The basic crime of stealing personal property is larceny. By its old common-law definition, still in use today, larceny is the wrongful “taking and carrying away of the personal property of another with intent to steal the same.”
The separate elements of this offense have given rise to all kinds of difficult cases. Take the theft of fruit, for example, with regard to the essential element of “personal property.” If a man walking through an orchard plucks a peach from a tree and eats it, he is not guilty of larceny because he has not taken away personal property (the peach is part of the land, being connected to the tree). But if he picks up a peach lying on the ground, he is guilty of larceny. Or consider the element of “taking” or “carrying away.” Sneaking into a movie theater without paying is not an act of larceny (though in most states it is a criminal act). Taking electricity by tapping into the power lines of an electric utility was something that baffled judges late in the nineteenth century because it was not clear whether electricity is a “something” that can be taken. Modern statutes have tended to make clear that electricity can be the object of larceny. Or consider the element of an “intent to steal the same.” If you borrow your friend’s BMW without his permission in order to go to the grocery store, intending to return it within a few minutes and then do return it, you have not committed larceny. But if you meet another friend at the store who convinces you to take a long joyride with the car and you return hours later, you may have committed larceny.
A particular form of larceny is robbery, which is defined as larceny from a person by means of violence or intimidation.
Larceny involves the taking of property from the possession of another. Suppose that a person legitimately comes to possess the property of another and wrongfully appropriates it—for example, an automobile mechanic entrusted with your car refuses to return it, or a bank teller who is entitled to temporary possession of cash in his drawer takes it home with him. The common law had trouble with such cases because the thief in these cases already had possession; his crime was in assuming ownership. Today, such wrongful conversion, known as embezzlement, has been made a statutory offense in all states.
Statutes against larceny and embezzlement did not cover all the gaps in the law. A conceptual problem arises in the case of one who is tricked into giving up his title to property. In larceny and embezzlement, the thief gains possession or ownership without any consent of the owner or custodian of the property. Suppose, however, that an automobile dealer agrees to take his customer’s present car as a trade-in. The customer says that he has full title to the car. In fact, the customer is still paying off an installment loan and the finance company has an interest in the old car. If the finance company repossesses the car, the customer—who got a new car at a discount because of his false representation—cannot be said to have taken the new car by larceny or embezzlement. Nevertheless, he tricked the dealer into selling, and the dealer will have lost the value of the repossessed car. Obviously, the customer is guilty of a criminal act; the statutes outlawing it refer to this trickery as the crime of false pretenses, defined as obtaining ownership of the property of another by making untrue representations of fact with intent to defraud.

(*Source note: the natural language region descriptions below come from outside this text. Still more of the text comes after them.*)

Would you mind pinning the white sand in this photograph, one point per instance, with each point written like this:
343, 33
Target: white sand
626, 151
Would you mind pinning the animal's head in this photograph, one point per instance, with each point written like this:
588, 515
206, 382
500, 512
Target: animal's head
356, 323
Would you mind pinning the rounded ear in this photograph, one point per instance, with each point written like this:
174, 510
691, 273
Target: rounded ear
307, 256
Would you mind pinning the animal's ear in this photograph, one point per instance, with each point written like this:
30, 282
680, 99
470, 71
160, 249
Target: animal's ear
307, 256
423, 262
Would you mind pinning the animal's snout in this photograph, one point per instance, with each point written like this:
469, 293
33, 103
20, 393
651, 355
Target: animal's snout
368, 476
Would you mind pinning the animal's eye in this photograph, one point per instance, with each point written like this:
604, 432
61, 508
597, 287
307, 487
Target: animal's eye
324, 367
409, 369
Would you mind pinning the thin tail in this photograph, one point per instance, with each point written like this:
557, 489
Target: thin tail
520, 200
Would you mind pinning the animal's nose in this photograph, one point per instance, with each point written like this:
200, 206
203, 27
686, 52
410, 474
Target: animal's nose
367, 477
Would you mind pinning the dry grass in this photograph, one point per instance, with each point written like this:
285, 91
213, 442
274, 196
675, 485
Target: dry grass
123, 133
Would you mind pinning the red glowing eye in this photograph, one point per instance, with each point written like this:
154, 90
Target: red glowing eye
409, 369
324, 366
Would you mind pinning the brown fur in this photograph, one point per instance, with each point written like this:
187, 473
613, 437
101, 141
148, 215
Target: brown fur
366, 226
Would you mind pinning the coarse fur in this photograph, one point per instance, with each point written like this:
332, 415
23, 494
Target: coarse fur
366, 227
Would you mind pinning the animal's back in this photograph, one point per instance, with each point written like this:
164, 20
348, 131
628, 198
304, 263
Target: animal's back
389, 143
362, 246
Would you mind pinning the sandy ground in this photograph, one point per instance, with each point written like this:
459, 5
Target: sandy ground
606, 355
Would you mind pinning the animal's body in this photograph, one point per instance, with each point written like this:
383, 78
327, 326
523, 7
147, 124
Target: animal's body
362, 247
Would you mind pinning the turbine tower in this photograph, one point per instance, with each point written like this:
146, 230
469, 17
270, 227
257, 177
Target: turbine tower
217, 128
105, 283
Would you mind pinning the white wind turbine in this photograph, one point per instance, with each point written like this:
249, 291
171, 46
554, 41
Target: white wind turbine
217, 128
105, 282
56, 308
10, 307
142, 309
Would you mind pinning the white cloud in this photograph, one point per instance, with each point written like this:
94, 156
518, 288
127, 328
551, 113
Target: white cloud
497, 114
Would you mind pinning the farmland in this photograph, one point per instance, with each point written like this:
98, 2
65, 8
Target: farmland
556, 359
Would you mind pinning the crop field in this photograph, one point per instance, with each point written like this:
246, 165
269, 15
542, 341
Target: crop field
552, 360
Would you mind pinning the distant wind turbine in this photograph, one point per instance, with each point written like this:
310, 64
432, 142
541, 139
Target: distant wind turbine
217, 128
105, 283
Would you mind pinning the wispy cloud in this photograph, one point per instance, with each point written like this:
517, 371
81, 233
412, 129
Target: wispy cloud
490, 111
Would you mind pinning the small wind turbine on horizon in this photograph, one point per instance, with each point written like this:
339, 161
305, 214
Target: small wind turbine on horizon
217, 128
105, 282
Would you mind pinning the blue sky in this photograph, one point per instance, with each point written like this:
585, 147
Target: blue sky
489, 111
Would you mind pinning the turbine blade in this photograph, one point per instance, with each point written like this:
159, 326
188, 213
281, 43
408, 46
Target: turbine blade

A number of problems have arisen in the judicial interpretation of false-pretense statutes. One concerns whether the taking is permanent or only temporary. The case of State v. Mills (Cases ) shows the subtle questions that can be presented and the dangers inherent in committing “a little fraud.”
In the Mills case, the claim was that a mortgage instrument dealing with one parcel of land was used instead for another. This is a false representation of fact. Suppose, by contrast, that a person misrepresents his state of mind: “I will pay you back tomorrow,” he says, knowing full well that he does not intend to. Can such a misrepresentation amount to false pretenses punishable as a criminal offense? In most jurisdictions it cannot. A false-pretense violation relates to a past event or existing fact, not to a statement of intention. If it were otherwise, anyone failing to pay a debt might find himself facing criminal prosecution, and business would be less prone to take risks.
The problem of proving intent is especially difficult when a person has availed himself of the services of another without paying. A common example is someone leaving a restaurant without paying for the meal. In most states, this is specifically defined in the statutes as theft of services.